L’Hôtel Danieli à Venise. | Bernard bill5/CC BY 2.0

L’opération « Rota do Atlantico » (« la route de l’Atlantique »), équivalent portugais de l’affaire des biens mal acquis, continue de faire tomber des têtes. Après l’homme d’affaires José Veiga, le « Monsieur Afrique » portugais longtemps basé à Brazzaville, et une dizaine d’autres suspects, c’est au tour de José Roberto Colnaghi, président de la société brésilienne Asperbras, d’être inculpé à Lisbonne de « corruption » et de « blanchiment d’argent ». Depuis jeudi 24 novembre, le groupe est ainsi décapité en raison des contrats très lucratifs que M. Colnaghi a signés en République du Congo.

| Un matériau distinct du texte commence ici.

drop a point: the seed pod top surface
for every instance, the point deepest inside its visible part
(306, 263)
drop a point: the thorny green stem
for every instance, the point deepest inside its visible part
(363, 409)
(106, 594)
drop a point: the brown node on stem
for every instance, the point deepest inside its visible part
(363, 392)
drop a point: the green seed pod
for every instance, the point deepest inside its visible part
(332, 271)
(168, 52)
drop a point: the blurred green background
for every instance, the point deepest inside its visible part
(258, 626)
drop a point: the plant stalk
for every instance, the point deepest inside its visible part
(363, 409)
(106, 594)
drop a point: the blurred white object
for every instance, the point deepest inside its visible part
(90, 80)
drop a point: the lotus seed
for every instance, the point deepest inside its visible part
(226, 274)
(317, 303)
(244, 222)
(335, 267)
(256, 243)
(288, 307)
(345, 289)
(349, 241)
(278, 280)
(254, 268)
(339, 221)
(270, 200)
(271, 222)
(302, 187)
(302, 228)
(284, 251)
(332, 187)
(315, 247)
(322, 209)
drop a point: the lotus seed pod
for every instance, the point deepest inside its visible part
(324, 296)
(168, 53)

Et, surtout, le ministre congolais des finances de l’époque, Gilbert Ondongo, apparaît comme l’un des grands récipiendaires de la générosité de la firme brésilienne. Selon les éléments recueillis par les autorités portugaises, M. Ondongo, désormais ministre de l’économie congolaise, a acheté un appartement Avenida da Liberdade, la plus cossue de Lisbonne, juste au-dessus de boutiques Cartier et Porsche. Et ceci grâce notamment à un virement de 347 000 euros effectué en août 2015, provenant d’une société de droit congolais contrôlée par José Veiga, le représentant au Congo d’Asperbras. A la même période, selon des documents judiciaires portugais que Le Monde a pu consulter, le groupe brésilien a également mis à disposition du ministre une résidence dans la station balnéaire chic de Cascais, surnommée la « maison du ministre ». La police portugaise y a trouvé 3 millions d’euros et 4,35 millions de dollars (4 millions d’euros) en liquide lors d’une perquisition en février 2016.

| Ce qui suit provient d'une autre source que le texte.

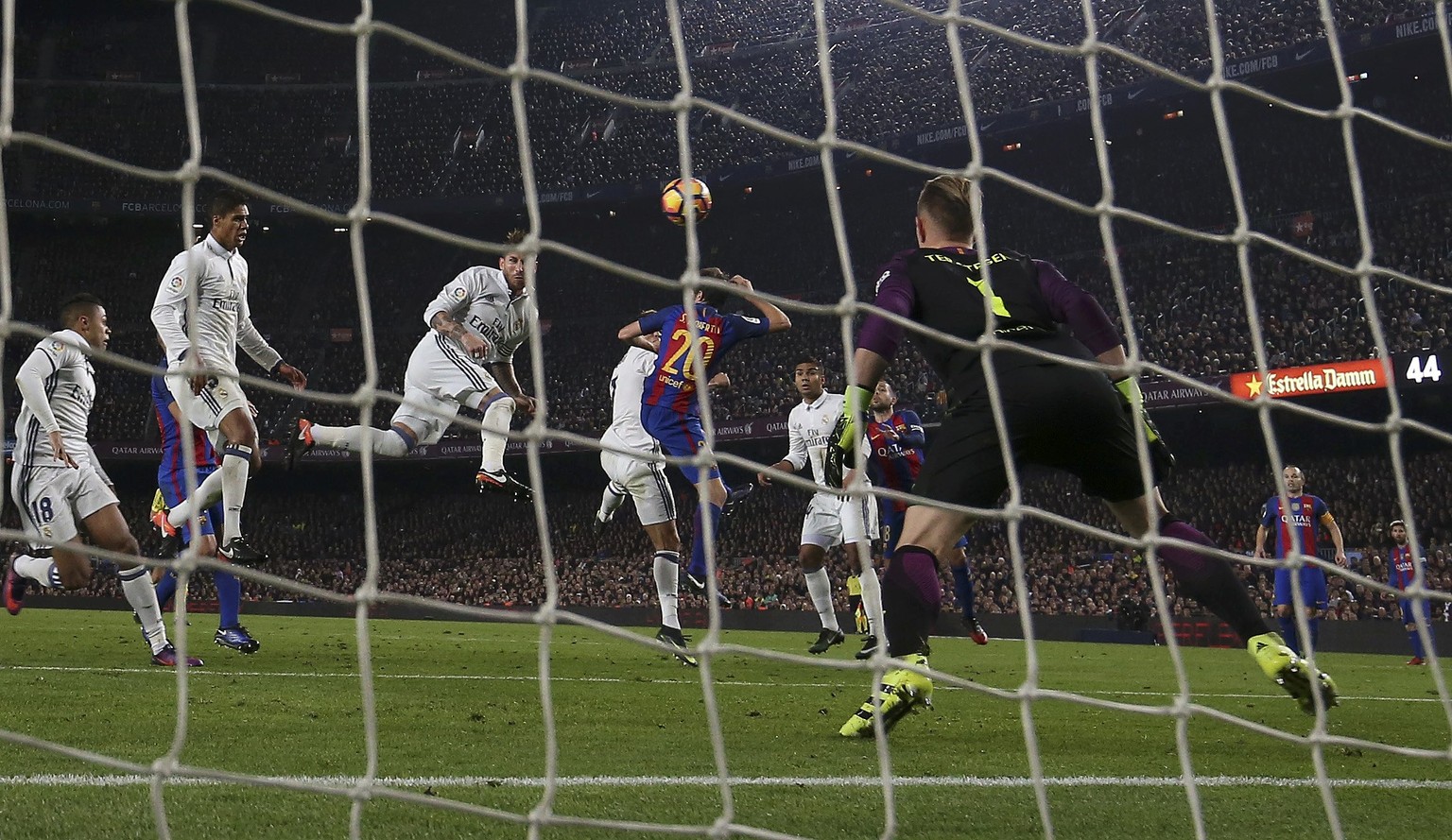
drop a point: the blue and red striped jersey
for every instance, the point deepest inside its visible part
(674, 382)
(896, 458)
(173, 454)
(1402, 566)
(1300, 524)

Contrat de plus d’un milliard de dollars

Dans la foulée, M. Ondongo a aussi bénéficié d’un séjour tous frais payés dans un palace vénitien du XIVe siècle, l’Hotel Danieli, entre le 24 et le 30 août 2015. La suite qu’il a occupée a été facturée 5 000 euros la nuit. Ou encore au Ritz de Lisbonne du 13 au 15 janvier 2016. Ces dépenses, et d’autres, ont été payées par le biais d’une carte Visa sans limite de crédit, au nom du frère d’un employé d’Asperbras.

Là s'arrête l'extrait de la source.